Executor/Job: Generalize the use of artifacts
Right now, the only artifacts usable in CI-tron are a kernel, an initramfs, and containers (through the pull-through registries). This is however a little too limiting outside of x86 DUTs where boot methods are more... diverse.
In order to provide power to the CI-tron users without ending up with layer violations, I think we should allow users to expose artifacts through multiple means, via the job description.

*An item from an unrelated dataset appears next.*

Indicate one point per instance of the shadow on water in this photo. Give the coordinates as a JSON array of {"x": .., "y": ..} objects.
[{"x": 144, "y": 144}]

Here is an example of how it could look like:
[...]
deployment:
# Initial boot
start:
kernel:
url: "{{ minio_url }}/test-kernel"
cmdline:
- b2c.container="docker://{{ pull_thru_registry }}/infra/machine-registration:latest check"
- b2c.ntp_peer="ci-gateway" b2c.pipefail b2c.cache_device=auto
- b2c.container="-v /container/tmp:/storage docker://10.42.0.1:8002/tests/mesa:12345"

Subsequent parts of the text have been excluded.